The second thing I don't like is it seems readers are very confused between access and usage and their sloppy wording often conflates the two. It appears they were studying usage (actual subscriptions) not access (availability of a high speed connection).
Lastly, they also seem to disregard an LTE wireless connection as usage of broadband, when I would have assumed it would clearly be considered. If LTE wireless is more commonly used as a form of access to broadband internet in certain areas (i.e. rural areas where density can't justify running the fiber, or dense metro where the LTE is so good there's no need for a wire) then not surprising you'll find broadband "usage" is low in those areas, even if those households are absolutely using broadband internet through an LTE hotspot.
Why does every title have to be clickbait nowadays. Can't help but feel like it takes away from the legitimacy of a post if you have to use leading titles/clickbait.

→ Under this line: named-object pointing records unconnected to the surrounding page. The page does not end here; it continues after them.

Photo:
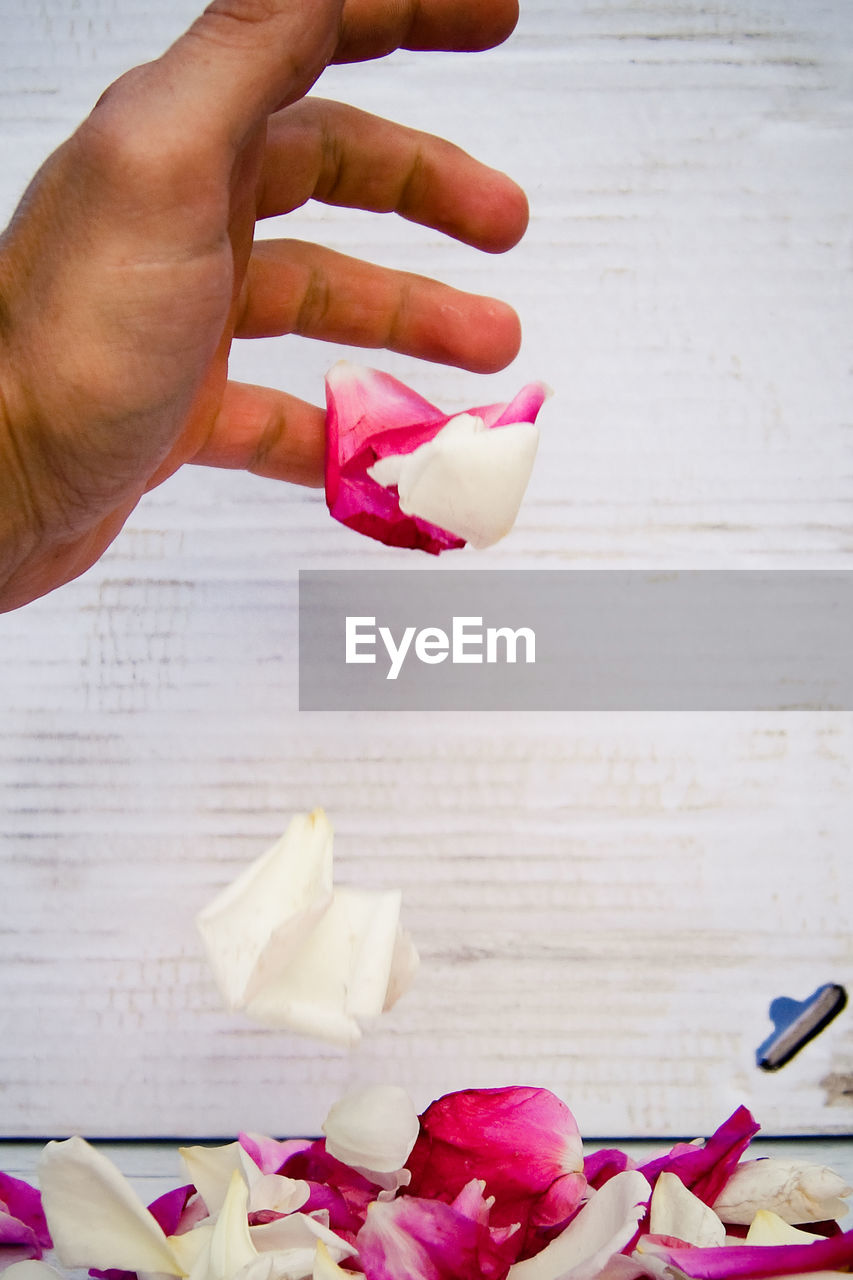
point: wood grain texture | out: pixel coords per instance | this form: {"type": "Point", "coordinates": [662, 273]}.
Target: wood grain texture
{"type": "Point", "coordinates": [603, 904]}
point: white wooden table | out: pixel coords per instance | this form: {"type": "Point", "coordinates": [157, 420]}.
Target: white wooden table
{"type": "Point", "coordinates": [605, 904]}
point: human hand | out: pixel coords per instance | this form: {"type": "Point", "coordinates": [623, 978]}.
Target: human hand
{"type": "Point", "coordinates": [129, 265]}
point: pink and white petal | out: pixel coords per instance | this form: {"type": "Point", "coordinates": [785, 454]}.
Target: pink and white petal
{"type": "Point", "coordinates": [210, 1169]}
{"type": "Point", "coordinates": [676, 1211]}
{"type": "Point", "coordinates": [473, 1202]}
{"type": "Point", "coordinates": [470, 485]}
{"type": "Point", "coordinates": [427, 1239]}
{"type": "Point", "coordinates": [405, 963]}
{"type": "Point", "coordinates": [518, 1139]}
{"type": "Point", "coordinates": [753, 1261]}
{"type": "Point", "coordinates": [22, 1201]}
{"type": "Point", "coordinates": [523, 407]}
{"type": "Point", "coordinates": [373, 1129]}
{"type": "Point", "coordinates": [258, 923]}
{"type": "Point", "coordinates": [364, 403]}
{"type": "Point", "coordinates": [269, 1153]}
{"type": "Point", "coordinates": [797, 1191]}
{"type": "Point", "coordinates": [95, 1216]}
{"type": "Point", "coordinates": [231, 1243]}
{"type": "Point", "coordinates": [16, 1235]}
{"type": "Point", "coordinates": [602, 1229]}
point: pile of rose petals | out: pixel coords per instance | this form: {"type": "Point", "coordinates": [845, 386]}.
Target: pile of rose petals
{"type": "Point", "coordinates": [486, 1183]}
{"type": "Point", "coordinates": [401, 471]}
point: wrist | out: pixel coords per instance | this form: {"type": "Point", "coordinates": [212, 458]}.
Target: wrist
{"type": "Point", "coordinates": [19, 519]}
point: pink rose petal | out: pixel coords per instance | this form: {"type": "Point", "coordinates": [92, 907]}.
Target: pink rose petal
{"type": "Point", "coordinates": [605, 1164]}
{"type": "Point", "coordinates": [372, 416]}
{"type": "Point", "coordinates": [268, 1153]}
{"type": "Point", "coordinates": [22, 1201]}
{"type": "Point", "coordinates": [753, 1261]}
{"type": "Point", "coordinates": [418, 1239]}
{"type": "Point", "coordinates": [705, 1170]}
{"type": "Point", "coordinates": [521, 1142]}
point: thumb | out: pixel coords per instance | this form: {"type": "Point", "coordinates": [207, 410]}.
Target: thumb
{"type": "Point", "coordinates": [243, 59]}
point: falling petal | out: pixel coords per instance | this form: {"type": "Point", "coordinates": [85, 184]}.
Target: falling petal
{"type": "Point", "coordinates": [706, 1169]}
{"type": "Point", "coordinates": [231, 1244]}
{"type": "Point", "coordinates": [602, 1165]}
{"type": "Point", "coordinates": [268, 1153]}
{"type": "Point", "coordinates": [471, 483]}
{"type": "Point", "coordinates": [299, 1233]}
{"type": "Point", "coordinates": [273, 1192]}
{"type": "Point", "coordinates": [210, 1169]}
{"type": "Point", "coordinates": [523, 1142]}
{"type": "Point", "coordinates": [95, 1216]}
{"type": "Point", "coordinates": [797, 1191]}
{"type": "Point", "coordinates": [256, 924]}
{"type": "Point", "coordinates": [404, 968]}
{"type": "Point", "coordinates": [753, 1261]}
{"type": "Point", "coordinates": [411, 1238]}
{"type": "Point", "coordinates": [602, 1228]}
{"type": "Point", "coordinates": [18, 1200]}
{"type": "Point", "coordinates": [767, 1228]}
{"type": "Point", "coordinates": [341, 973]}
{"type": "Point", "coordinates": [325, 1267]}
{"type": "Point", "coordinates": [676, 1211]}
{"type": "Point", "coordinates": [373, 1129]}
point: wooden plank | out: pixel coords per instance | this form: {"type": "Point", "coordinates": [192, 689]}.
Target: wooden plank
{"type": "Point", "coordinates": [603, 904]}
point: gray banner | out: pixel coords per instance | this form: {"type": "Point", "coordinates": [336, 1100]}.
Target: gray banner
{"type": "Point", "coordinates": [570, 640]}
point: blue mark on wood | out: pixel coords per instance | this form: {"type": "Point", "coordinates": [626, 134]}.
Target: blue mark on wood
{"type": "Point", "coordinates": [797, 1022]}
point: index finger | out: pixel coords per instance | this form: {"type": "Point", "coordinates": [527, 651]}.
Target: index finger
{"type": "Point", "coordinates": [372, 28]}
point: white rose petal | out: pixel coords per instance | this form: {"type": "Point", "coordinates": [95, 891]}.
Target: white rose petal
{"type": "Point", "coordinates": [767, 1228]}
{"type": "Point", "coordinates": [31, 1270]}
{"type": "Point", "coordinates": [373, 1129]}
{"type": "Point", "coordinates": [676, 1211]}
{"type": "Point", "coordinates": [468, 480]}
{"type": "Point", "coordinates": [95, 1216]}
{"type": "Point", "coordinates": [256, 924]}
{"type": "Point", "coordinates": [341, 973]}
{"type": "Point", "coordinates": [796, 1191]}
{"type": "Point", "coordinates": [210, 1169]}
{"type": "Point", "coordinates": [601, 1229]}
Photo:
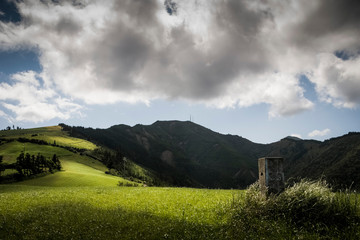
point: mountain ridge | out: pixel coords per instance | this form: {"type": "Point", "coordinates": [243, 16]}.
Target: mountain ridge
{"type": "Point", "coordinates": [188, 154]}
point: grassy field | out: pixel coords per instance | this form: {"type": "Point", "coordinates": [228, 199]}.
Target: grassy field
{"type": "Point", "coordinates": [28, 212]}
{"type": "Point", "coordinates": [82, 202]}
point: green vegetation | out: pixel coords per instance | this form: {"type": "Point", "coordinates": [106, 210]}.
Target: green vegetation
{"type": "Point", "coordinates": [77, 169]}
{"type": "Point", "coordinates": [84, 201]}
{"type": "Point", "coordinates": [306, 210]}
{"type": "Point", "coordinates": [187, 154]}
{"type": "Point", "coordinates": [112, 213]}
{"type": "Point", "coordinates": [51, 135]}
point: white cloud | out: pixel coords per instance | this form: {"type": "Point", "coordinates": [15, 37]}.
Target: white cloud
{"type": "Point", "coordinates": [319, 133]}
{"type": "Point", "coordinates": [221, 53]}
{"type": "Point", "coordinates": [32, 102]}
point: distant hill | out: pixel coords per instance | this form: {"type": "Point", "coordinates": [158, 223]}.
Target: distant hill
{"type": "Point", "coordinates": [187, 154]}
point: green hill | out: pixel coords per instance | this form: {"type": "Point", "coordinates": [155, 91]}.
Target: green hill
{"type": "Point", "coordinates": [187, 154]}
{"type": "Point", "coordinates": [78, 169]}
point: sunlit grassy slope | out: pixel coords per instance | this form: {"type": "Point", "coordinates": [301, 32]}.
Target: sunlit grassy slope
{"type": "Point", "coordinates": [75, 174]}
{"type": "Point", "coordinates": [113, 213]}
{"type": "Point", "coordinates": [77, 170]}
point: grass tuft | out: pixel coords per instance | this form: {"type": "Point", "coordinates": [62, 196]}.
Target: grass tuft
{"type": "Point", "coordinates": [309, 209]}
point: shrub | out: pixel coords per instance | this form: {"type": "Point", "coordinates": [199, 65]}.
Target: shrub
{"type": "Point", "coordinates": [307, 207]}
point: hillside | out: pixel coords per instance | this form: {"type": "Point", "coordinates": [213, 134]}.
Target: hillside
{"type": "Point", "coordinates": [78, 169]}
{"type": "Point", "coordinates": [187, 154]}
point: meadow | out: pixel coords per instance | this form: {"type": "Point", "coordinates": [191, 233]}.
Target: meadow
{"type": "Point", "coordinates": [29, 212]}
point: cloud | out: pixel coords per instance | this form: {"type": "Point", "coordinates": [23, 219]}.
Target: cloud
{"type": "Point", "coordinates": [319, 133]}
{"type": "Point", "coordinates": [220, 53]}
{"type": "Point", "coordinates": [30, 101]}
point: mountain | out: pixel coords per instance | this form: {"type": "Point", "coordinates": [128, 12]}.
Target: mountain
{"type": "Point", "coordinates": [187, 154]}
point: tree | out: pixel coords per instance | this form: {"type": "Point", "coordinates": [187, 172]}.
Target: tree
{"type": "Point", "coordinates": [56, 162]}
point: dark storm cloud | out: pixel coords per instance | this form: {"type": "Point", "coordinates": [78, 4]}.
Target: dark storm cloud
{"type": "Point", "coordinates": [222, 53]}
{"type": "Point", "coordinates": [9, 11]}
{"type": "Point", "coordinates": [332, 16]}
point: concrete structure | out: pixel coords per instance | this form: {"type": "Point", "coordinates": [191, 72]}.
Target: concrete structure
{"type": "Point", "coordinates": [271, 175]}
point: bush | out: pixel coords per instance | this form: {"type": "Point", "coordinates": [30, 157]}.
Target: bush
{"type": "Point", "coordinates": [307, 208]}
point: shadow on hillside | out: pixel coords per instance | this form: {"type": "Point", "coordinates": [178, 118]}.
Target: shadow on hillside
{"type": "Point", "coordinates": [81, 221]}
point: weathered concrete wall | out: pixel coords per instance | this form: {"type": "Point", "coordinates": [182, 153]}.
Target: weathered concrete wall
{"type": "Point", "coordinates": [271, 175]}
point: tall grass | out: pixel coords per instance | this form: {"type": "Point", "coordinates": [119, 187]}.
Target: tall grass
{"type": "Point", "coordinates": [112, 213]}
{"type": "Point", "coordinates": [308, 209]}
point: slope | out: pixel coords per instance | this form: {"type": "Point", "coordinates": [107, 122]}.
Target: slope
{"type": "Point", "coordinates": [187, 154]}
{"type": "Point", "coordinates": [77, 169]}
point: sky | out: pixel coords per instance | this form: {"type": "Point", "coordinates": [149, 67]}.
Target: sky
{"type": "Point", "coordinates": [260, 69]}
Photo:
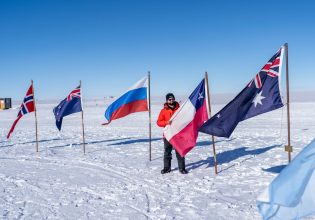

I'm probably being too harsh but...
Good on them for writing this, it's important to admit when you're wrong. However, I feel like this outlet has a larger responsibility to be actual data analysts as well as journalists (over say a more traditional journalist for a more traditional news outlet). As such, why was the analysis done in the postmortem article not done prior to publishing the original articles? A good analyst is one you can trust, and trust for an analyst is built by drawing conclusions from highly defensible data, and highly defensible data is data which has undergone sever scrutiny of the analyst before conclusions are drawn, not after. Also, they should probably update the now erroneous articles with a disclaimer indicating that much of the research is now invalid.